SANAYİ ZOR BİR DÖNEMDEN GEÇİYOR
Üretici kesiminin, kendilerinden kaynaklanmayan sorunların en ağır bedelini ödediğini belirten Bahçıvan, sanayinin sabırla rasyonel politikalara destek verdiğini vurguladı. Ancak gelinen noktada, sanayicilerin sabırlarının zorlanmaya başladığını ve Eylül ayı PMI verilerinin ciddi bir uyarı niteliği taşıdığını dile getirdi.
Bahçıvan, "Yoğun bakımdaki bir hastanın artık daha fazla ciddiye alınması gerektiğini gösteren işaretler var" diyerek, ekonominin daha fazla dikkate alınması gerektiğini belirtti.
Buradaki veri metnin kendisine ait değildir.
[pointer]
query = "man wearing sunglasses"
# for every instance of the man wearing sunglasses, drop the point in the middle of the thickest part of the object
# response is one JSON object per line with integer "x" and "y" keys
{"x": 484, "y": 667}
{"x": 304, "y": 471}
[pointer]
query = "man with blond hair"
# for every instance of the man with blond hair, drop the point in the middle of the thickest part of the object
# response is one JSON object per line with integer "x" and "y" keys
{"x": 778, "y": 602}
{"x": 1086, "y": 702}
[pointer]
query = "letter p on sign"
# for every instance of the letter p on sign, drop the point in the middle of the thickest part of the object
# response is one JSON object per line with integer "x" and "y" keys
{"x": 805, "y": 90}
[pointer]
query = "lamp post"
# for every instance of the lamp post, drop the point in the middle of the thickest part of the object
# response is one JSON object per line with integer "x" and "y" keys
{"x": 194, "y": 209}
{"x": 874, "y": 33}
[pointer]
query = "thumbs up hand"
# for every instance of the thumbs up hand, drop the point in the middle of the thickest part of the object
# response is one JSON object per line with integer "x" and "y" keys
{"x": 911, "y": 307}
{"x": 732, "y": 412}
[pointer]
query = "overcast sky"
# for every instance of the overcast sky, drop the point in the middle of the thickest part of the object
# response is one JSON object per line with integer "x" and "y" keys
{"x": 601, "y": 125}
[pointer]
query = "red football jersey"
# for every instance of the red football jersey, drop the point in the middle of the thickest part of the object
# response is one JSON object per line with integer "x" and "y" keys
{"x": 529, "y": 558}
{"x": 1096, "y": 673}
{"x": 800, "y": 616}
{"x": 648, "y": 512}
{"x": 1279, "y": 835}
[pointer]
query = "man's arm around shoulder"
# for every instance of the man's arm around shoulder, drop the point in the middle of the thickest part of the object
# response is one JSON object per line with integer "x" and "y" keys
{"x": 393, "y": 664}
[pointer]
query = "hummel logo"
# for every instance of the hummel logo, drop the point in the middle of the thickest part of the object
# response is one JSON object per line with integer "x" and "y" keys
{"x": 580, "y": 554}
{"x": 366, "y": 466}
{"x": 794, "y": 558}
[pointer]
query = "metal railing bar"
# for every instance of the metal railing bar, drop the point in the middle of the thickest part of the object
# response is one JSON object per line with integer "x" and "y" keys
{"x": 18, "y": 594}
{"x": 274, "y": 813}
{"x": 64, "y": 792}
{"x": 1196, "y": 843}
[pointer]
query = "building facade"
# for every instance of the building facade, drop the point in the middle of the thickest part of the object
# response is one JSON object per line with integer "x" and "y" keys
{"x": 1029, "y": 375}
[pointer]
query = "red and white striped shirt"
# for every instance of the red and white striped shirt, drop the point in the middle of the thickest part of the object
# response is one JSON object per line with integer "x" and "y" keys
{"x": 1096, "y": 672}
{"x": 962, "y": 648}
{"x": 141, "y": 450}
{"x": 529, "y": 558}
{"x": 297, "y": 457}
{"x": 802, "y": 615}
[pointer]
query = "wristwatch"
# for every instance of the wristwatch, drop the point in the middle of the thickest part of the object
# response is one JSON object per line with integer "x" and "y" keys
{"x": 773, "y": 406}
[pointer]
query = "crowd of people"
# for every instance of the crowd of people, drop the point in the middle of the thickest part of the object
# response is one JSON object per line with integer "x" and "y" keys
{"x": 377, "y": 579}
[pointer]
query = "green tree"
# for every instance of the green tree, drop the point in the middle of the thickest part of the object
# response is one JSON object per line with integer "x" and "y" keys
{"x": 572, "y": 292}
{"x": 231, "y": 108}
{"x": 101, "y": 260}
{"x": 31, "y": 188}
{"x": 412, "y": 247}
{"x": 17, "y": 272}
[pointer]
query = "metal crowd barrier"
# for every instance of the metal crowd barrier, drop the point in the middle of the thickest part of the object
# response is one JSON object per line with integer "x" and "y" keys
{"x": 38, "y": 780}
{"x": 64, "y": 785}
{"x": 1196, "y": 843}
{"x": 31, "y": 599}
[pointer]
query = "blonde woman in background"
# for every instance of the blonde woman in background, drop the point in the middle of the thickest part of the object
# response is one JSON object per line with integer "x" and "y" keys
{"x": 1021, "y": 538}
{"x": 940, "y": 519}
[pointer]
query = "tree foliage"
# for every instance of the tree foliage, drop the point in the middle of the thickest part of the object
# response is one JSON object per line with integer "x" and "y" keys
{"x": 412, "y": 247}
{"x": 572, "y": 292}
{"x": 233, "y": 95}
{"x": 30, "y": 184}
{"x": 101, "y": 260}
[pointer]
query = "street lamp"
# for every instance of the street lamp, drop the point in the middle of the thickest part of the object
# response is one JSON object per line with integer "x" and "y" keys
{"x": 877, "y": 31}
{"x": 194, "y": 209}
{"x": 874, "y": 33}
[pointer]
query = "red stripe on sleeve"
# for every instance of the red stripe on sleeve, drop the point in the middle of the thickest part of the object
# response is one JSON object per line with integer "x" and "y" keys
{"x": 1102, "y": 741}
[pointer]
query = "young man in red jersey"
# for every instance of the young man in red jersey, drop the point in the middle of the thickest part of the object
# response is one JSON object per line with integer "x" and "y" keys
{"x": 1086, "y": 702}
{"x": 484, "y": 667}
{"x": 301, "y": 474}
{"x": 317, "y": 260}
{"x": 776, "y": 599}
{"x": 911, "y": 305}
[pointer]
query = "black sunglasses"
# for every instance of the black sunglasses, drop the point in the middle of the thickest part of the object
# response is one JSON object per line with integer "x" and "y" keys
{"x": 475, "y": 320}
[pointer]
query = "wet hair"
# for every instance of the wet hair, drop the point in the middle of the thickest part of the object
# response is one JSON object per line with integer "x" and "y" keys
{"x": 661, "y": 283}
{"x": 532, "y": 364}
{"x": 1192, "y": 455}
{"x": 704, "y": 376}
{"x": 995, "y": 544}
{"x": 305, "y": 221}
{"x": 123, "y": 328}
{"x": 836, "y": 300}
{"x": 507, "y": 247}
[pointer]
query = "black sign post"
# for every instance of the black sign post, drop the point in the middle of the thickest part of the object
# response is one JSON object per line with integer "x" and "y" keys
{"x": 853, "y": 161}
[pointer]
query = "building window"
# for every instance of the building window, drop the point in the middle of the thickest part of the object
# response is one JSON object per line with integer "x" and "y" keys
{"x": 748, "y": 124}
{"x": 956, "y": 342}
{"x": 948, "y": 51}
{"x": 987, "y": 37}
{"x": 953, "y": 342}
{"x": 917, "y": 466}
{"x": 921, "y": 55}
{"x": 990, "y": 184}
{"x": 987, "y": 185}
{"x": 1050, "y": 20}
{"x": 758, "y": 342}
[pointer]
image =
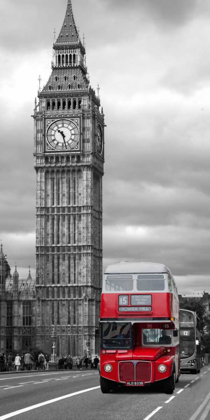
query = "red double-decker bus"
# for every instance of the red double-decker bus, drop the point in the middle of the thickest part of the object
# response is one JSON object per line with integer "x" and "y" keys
{"x": 139, "y": 327}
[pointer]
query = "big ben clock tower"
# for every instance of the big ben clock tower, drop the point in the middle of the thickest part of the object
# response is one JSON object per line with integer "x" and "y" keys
{"x": 69, "y": 160}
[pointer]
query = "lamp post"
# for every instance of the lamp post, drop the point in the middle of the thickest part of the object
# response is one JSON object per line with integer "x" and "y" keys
{"x": 53, "y": 336}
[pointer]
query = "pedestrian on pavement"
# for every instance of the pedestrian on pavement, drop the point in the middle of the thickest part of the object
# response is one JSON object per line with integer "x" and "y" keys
{"x": 9, "y": 361}
{"x": 69, "y": 361}
{"x": 79, "y": 363}
{"x": 1, "y": 362}
{"x": 47, "y": 359}
{"x": 95, "y": 362}
{"x": 28, "y": 361}
{"x": 17, "y": 362}
{"x": 41, "y": 361}
{"x": 86, "y": 362}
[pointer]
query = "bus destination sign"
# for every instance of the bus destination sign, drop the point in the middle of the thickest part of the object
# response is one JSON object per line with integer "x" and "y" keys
{"x": 135, "y": 308}
{"x": 138, "y": 300}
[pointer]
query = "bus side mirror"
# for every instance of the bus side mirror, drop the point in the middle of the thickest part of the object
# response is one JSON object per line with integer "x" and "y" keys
{"x": 175, "y": 333}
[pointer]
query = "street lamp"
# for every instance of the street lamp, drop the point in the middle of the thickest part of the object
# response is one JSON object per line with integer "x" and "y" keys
{"x": 53, "y": 336}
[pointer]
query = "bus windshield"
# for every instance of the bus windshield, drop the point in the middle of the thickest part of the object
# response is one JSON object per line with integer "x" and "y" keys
{"x": 187, "y": 348}
{"x": 116, "y": 336}
{"x": 156, "y": 336}
{"x": 119, "y": 284}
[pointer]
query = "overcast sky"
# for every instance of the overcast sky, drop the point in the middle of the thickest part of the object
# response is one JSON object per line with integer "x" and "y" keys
{"x": 151, "y": 59}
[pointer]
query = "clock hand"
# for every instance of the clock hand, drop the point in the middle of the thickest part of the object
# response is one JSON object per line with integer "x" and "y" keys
{"x": 64, "y": 137}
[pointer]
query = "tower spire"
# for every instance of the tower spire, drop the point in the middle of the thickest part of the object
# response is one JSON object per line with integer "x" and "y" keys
{"x": 69, "y": 33}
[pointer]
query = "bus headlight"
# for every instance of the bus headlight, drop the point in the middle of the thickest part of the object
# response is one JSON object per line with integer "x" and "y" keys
{"x": 108, "y": 368}
{"x": 162, "y": 368}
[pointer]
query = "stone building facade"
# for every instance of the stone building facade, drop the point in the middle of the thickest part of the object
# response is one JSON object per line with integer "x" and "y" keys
{"x": 62, "y": 304}
{"x": 69, "y": 160}
{"x": 17, "y": 310}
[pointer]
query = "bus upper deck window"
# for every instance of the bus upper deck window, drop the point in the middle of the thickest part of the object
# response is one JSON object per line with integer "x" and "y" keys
{"x": 119, "y": 283}
{"x": 154, "y": 282}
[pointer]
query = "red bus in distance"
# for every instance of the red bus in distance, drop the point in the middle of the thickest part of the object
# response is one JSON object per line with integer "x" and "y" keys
{"x": 139, "y": 327}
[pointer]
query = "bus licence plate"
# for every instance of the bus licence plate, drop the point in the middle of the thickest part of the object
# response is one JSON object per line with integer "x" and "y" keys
{"x": 135, "y": 383}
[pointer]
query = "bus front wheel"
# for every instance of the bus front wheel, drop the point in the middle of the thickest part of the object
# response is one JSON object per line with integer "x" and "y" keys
{"x": 170, "y": 384}
{"x": 105, "y": 385}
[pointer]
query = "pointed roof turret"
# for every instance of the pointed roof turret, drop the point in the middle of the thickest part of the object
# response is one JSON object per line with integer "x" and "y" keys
{"x": 29, "y": 278}
{"x": 15, "y": 275}
{"x": 1, "y": 252}
{"x": 69, "y": 33}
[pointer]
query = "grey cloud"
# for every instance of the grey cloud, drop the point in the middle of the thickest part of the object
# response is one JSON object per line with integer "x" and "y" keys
{"x": 185, "y": 252}
{"x": 168, "y": 12}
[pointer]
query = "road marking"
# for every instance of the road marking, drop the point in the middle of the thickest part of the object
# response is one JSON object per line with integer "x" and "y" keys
{"x": 149, "y": 416}
{"x": 37, "y": 383}
{"x": 64, "y": 397}
{"x": 170, "y": 399}
{"x": 199, "y": 408}
{"x": 35, "y": 374}
{"x": 205, "y": 413}
{"x": 26, "y": 383}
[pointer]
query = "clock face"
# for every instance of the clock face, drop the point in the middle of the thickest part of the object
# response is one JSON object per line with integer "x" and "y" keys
{"x": 99, "y": 140}
{"x": 63, "y": 135}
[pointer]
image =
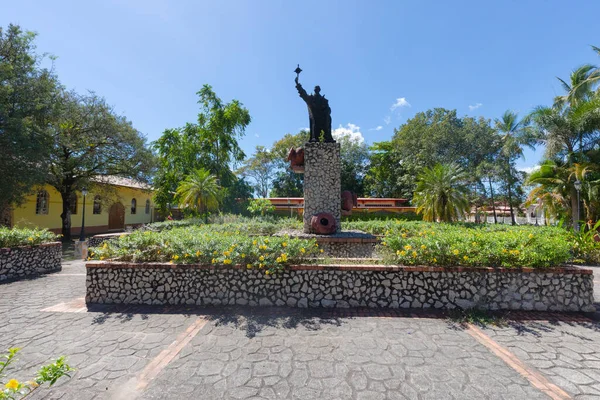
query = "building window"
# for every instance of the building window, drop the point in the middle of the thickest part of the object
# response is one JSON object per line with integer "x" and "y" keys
{"x": 97, "y": 205}
{"x": 73, "y": 206}
{"x": 42, "y": 202}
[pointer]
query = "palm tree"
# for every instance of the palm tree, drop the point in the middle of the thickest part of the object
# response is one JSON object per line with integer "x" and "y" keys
{"x": 580, "y": 86}
{"x": 440, "y": 194}
{"x": 199, "y": 191}
{"x": 515, "y": 135}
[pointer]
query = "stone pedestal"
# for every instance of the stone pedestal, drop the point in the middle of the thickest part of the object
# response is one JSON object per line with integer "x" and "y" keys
{"x": 322, "y": 182}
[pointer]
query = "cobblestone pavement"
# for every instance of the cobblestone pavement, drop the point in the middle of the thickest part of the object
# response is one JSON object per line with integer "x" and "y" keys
{"x": 283, "y": 353}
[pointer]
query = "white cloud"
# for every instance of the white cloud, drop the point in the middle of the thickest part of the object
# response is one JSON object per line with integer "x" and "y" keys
{"x": 351, "y": 131}
{"x": 529, "y": 169}
{"x": 400, "y": 102}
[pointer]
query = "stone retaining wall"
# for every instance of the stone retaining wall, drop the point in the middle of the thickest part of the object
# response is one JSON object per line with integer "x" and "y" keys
{"x": 28, "y": 261}
{"x": 341, "y": 286}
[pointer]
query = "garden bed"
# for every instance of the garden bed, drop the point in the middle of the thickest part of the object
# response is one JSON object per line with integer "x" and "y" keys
{"x": 29, "y": 261}
{"x": 378, "y": 286}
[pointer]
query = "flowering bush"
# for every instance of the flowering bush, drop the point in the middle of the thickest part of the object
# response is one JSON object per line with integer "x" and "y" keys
{"x": 420, "y": 243}
{"x": 22, "y": 237}
{"x": 14, "y": 389}
{"x": 208, "y": 245}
ENFLASYON MUHASEBESİNE İHTİYAÇ VAR
Bahçıvan, vergi dilimlerinde enflasyon muhasebesinin uygulanması gerektiğini de vurguladı. Türkiye’de çalışanların vergi dilimlerinin erken kesilmesinin haksızlık yarattığını ve bu durumun düzeltilmesi gerektiğini belirtti. Özellikle 2025 yılı ücret artışları öncesinde enflasyon muhasebesinin hayata geçirilmesinin önemli bir reform olacağını ifade etti.
AB VİZE POLİTİKASINDA DÜZENLEMELER YAPMALI
Bahçıvan, Avrupa Birliği’nin (AB) vize konusundaki tavrının Türkiye ile ilişkilerde olumsuz etkiler yarattığını dile getirdi. AB’nin kendini gözden geçirmesi gerektiğini ve vize uygulamalarının adeta bir bariyere dönüştüğünü belirtti. Bahçıvan, bu tutumun kaldırılması gerektiğini savundu ve işbirliğine yakışmayan bu engelin ortadan kaldırılmasını istedi.
EXİMBANK VE İHRACAT DESTEKLERİ
Dış ticaret konusuna değinen Bahçıvan, Eximbank’ın döviz reeskont kredilerine geri dönmesi gerektiğini belirtti. Bankaların döviz kredisi musluklarını açmaya başladığını ve leasinglerde yabancı para biriminde olumlu gelişmelerin olduğunu aktardı. Bahçıvan, ihracatın kur dışındaki farklı enstrümanlarla da desteklenmesi gerektiğine dikkat çekti.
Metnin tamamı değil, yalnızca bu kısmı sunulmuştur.